I recently saw an ad for P90X that claimed that the workout program’s effectiveness stemmed from “the advanced science of muscle confusion that never allows your body to adapt.”  After seeing the ad multiple times I realized that many CrossFit gyms think the same as P90X; they are always doing something different and never allowing for adaptation.  This mindset violates a crucial element of strength training physiology.  While you may lean out and be in better shape (more fit?) through “muscle confusion,” without adaptation you will never be strong.

Two primary theories behind strength training are General Adaptation Syndrome and progressive overload. General Adaptation Syndrome simply states that the body responds and adjusts according to the stress that is placed on it.  Progressive overload means that as you adapt you add more weight in order to continue to build strength; the two go hand in hand.  There are three stages of General Adaptation Syndrome, alarm, adaptation, and exhaustion.

Alarm Stage – Whenever a new stressor is introduced the body is shocked; in the event of exercise, the muscles are broken down. During this phase you are sore after almost every workout. Eventually the muscles begin to rebuild faster and you are less sore after each subsequent workout, indicating you have moved on to the next stage.
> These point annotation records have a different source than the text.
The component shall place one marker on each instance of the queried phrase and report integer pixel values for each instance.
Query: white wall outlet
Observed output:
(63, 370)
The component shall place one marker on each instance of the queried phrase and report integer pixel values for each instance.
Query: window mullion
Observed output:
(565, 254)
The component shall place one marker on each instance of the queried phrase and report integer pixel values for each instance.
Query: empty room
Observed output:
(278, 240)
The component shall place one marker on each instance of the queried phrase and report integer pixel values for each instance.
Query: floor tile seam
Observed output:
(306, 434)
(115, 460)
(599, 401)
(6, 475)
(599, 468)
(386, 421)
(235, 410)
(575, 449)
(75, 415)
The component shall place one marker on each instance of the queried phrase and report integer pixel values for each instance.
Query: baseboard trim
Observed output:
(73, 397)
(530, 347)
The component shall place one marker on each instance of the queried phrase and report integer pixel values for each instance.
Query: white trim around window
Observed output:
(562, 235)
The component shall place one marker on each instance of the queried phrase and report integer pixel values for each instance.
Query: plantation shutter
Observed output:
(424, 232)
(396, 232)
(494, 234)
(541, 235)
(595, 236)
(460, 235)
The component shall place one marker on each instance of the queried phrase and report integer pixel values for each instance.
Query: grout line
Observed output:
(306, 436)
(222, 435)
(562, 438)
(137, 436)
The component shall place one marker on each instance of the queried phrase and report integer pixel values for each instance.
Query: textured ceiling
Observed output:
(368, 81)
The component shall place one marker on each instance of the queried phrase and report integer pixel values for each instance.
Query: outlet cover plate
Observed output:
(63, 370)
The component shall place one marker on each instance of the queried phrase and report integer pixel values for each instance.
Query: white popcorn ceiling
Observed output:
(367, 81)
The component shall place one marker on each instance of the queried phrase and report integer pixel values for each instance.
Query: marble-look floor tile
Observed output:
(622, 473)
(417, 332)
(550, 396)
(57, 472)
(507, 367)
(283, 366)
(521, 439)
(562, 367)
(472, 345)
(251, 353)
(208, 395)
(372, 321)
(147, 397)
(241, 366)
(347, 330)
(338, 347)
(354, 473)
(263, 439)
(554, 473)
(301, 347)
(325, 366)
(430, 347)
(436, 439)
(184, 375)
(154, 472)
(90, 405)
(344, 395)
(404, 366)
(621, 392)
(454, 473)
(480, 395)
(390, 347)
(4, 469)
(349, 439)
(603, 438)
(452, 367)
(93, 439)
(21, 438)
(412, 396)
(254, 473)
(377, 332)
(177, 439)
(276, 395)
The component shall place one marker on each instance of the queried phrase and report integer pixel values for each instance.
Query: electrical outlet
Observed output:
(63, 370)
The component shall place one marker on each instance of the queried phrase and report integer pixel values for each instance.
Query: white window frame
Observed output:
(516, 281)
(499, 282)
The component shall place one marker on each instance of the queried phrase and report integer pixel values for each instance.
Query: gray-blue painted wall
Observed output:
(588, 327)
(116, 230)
Adaptation Stage – Here is where we make all of our strength gains. As your body adapts to the stresses (weights) put upon it, you become stronger and more capable of dealing with heavier weights.  It is also in this stage that the principle of progressive overload can be applied. As you adapt to the  lighter weights that you lift early on, you add weight in subsequent workouts and ultimately increase the weight from there as well.  The manner in which you increase weight is a matter of debate between different schools of thought.  Some recommend increasing weight every workout; others increase every week.  In the end it is all a matter personal preference and athletic ability and not the subject of this post.

Exhaustion – The final stage is that of exhaustion. This occurs when you have overloaded your muscular and nervous system to the point that it can no longer adapt to the stresses put upon it.  In weightlifting and athletics this occurs when you do not properly rest, recover and allow your body to rebuild.  Exhaustion is easily avoidable by taking at least two full rest days per week and taking a light deload week every few weeks or months.

CFW is known to be the strongest gym in Wilmington if not the strongest in NC.  Our deliberate, strength-based programming allows our members to adapt and build strength. Although you may get better at lifting 95 lbs over your head for a few reps you will never get stronger without spending ample time in the adaptation stage. As for P90X and many CrossFit’s claims that no adaptation will make  you fitter, take a look around CFW and our strongest athletes. Heck, take a look at all of our members who have been with us for over a  year, then visit another CrossFit gym and tell us how our “fitness” compares. How do our strengths and adaptations compare? I’m willing to bet that you won’t find the number or caliber of athletes at any other gym in the state.

If you are having trouble making strength gains, add some weight to your lifts. We have at least one day every week where we perform only strength exercises and most days we have at least one lift before our met-con.  The strength portion of the workout should be just as difficult as the timed portion. If it is not, add weight and make it tough.  Our instructors are here to make sure you lift more safely.


Which do you prefer: band curls or a 185lb snatch?

4 thoughts on “CFW- Strong(er)

  1. Gloria says:

    I can second this from an outside perspective. When I came to CFW just to get validated for the open I was hit with a huge surprise. The athletes at CFW were super strong and efficient! I couldn’t believe it! So I started looking back, and i mean way back, over the daily posts for the WODs and discovered the secret. Always heavy WODs and lots of strength work. CFW is def not for the faint of heart or weak in mind! Love it!